Ainsi, il est nécessaire de garantir une certaine sécurité – une sécurité certaine, devrais-je dire – aux journalistes afin qu'ils continuent à nous fournir des informations précises et fiables. La société a le droit d'être convenablement informée. Attention toutefois à ne pas confondre : je ne parle pas de la divulgation d'informations privées en toute impunité ! La vie privée de chacun est une affaire personnelle et personne ne doit être autorisé à y fouiller, sans y avoir été autorisé.
Le projet de loi qui nous est ici proposé n'est pas à la hauteur de la réglementation européenne, il est même très en deçà. La définition du journaliste protégé est très large et pose donc problème.
Je cite l'article 1er, alinéa 6 : « Est considérée comme journaliste, au sens du premier alinéa, toute personne qui, exerçant sa profession dans une ou plusieurs entreprises de presse ou de communication au public par voie électronique, y pratique, à titre régulier et rétribué, le recueil et la diffusion d'informations au public. »
Cette définition renvoie en partie à l'article L. 761-2 du code du travail, qui dispose que le journaliste professionnel est celui qui a « pour occupation principale, régulière et rétribuée l'exercice de sa profession dans une ou plusieurs publications quotidiennes ou périodiques, ou dans une ou plusieurs agences de presse, et qui en tire le principal de ses ressources ».

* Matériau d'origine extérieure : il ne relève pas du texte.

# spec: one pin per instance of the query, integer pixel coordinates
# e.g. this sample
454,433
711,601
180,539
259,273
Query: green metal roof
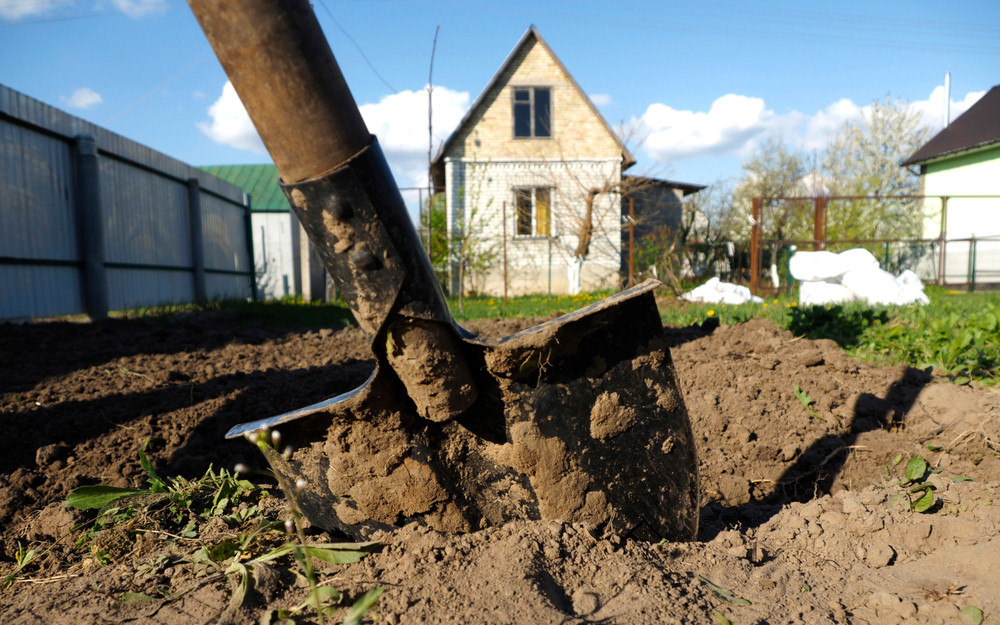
259,181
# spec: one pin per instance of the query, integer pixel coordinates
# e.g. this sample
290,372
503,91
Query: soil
802,517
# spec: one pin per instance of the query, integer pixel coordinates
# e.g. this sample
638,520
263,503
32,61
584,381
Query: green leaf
805,400
971,615
924,503
723,593
156,485
334,553
95,497
223,551
915,469
242,585
362,605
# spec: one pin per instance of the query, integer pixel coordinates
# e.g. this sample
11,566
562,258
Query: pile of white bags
717,292
828,278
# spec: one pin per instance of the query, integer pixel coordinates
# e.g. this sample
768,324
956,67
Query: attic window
532,112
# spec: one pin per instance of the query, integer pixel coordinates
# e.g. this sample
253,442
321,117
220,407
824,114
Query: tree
863,159
774,170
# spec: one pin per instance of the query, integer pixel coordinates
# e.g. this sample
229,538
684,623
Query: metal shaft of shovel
579,419
281,66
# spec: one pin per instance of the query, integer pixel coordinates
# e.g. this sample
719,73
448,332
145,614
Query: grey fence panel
165,232
36,188
224,230
30,292
224,257
143,288
145,217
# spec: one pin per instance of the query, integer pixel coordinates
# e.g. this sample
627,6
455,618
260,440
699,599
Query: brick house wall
482,165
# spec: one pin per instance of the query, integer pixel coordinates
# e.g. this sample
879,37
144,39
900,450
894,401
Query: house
962,163
278,238
532,180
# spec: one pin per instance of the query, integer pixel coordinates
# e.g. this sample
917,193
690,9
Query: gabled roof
685,188
260,182
976,128
529,36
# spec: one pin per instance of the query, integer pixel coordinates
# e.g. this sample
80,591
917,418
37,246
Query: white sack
858,276
814,266
822,293
717,292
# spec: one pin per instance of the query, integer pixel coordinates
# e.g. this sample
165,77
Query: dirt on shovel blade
804,513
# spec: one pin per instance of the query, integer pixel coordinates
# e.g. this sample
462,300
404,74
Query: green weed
177,509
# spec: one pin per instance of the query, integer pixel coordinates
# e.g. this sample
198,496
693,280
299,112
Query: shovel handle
340,187
283,70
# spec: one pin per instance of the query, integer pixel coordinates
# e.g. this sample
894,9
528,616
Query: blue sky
701,82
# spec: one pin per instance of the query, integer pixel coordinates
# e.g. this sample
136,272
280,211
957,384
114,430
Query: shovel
578,419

Ces définitions laissent de côté un bon nombre de personnes qui pratiquent une activité journalistique mais qui n'ont pas forcement la carte de presse. Je pense notamment aux correspondants de presse régionale, aux écrivains-journalistes occasionnels qui dévoilent des scandales, aux pigistes. Pourquoi ces personnes n'auraient-elles pas aussi le droit à la protection de leurs sources, puisqu'elles participent à l'information du public ?
Toutefois, la réflexion ne s'achève pas là. En effet, il ne faut pas envisager l'activité journalistique en se référant à la personne identifiée qu'est le journaliste, mais bien comme un réseau de professionnels. Ne faut-il pas protéger les collaborateurs des journalistes qui ont accès aux sources et qui participent au travail d'investigation ? Les opérateurs de télécommunications détiennent eux aussi des informations. Ont-ils le droit de ne pas les communiquer ? Sans protection juridique, ne deviennent-ils pas un moyen de lever le secret des sources ?
Ainsi, vous l'aurez compris, l'enjeu n'est pas la protection des personnes, mais la protection des sources. Pour les socialistes, toutes les personnes ayant accès aux sources doivent être protégées et ne pas être inquiétées si elles refusent de communiquer leurs sources. Il faut penser la « source » comme un objet indépendant, juridiquement protégé, et non comme la propriété d'une personne qui serait dotée d'une protection.
Maintenir le projet de loi en l'état actuel, c'est ouvrir la porte à des dérives importantes. Notre rôle de législateur est de poser des garde-fous. Ici, le garde-fou proposé par les socialistes, consiste à donner une définition large, mais précise, des personnes bénéficiant de la protection des sources. Ainsi, toute personne, y compris les directeurs de publication et les collaborateurs contribuant à la collecte, à la rédaction, à la production, au stockage et à la diffusion d'informations par le biais d'un média, serait protégée, garantissant le secret total des sources journalistiques.
La protection du secret des sources journalistiques mérite des précisions, qui, seules, seront garantes de sa mise en application. Sans ces précisions, sans ces garanties, nous ne pourrons pas voter le projet de loi. (Applaudissements sur les bancs du groupe socialiste, radical, citoyen et divers gauche.)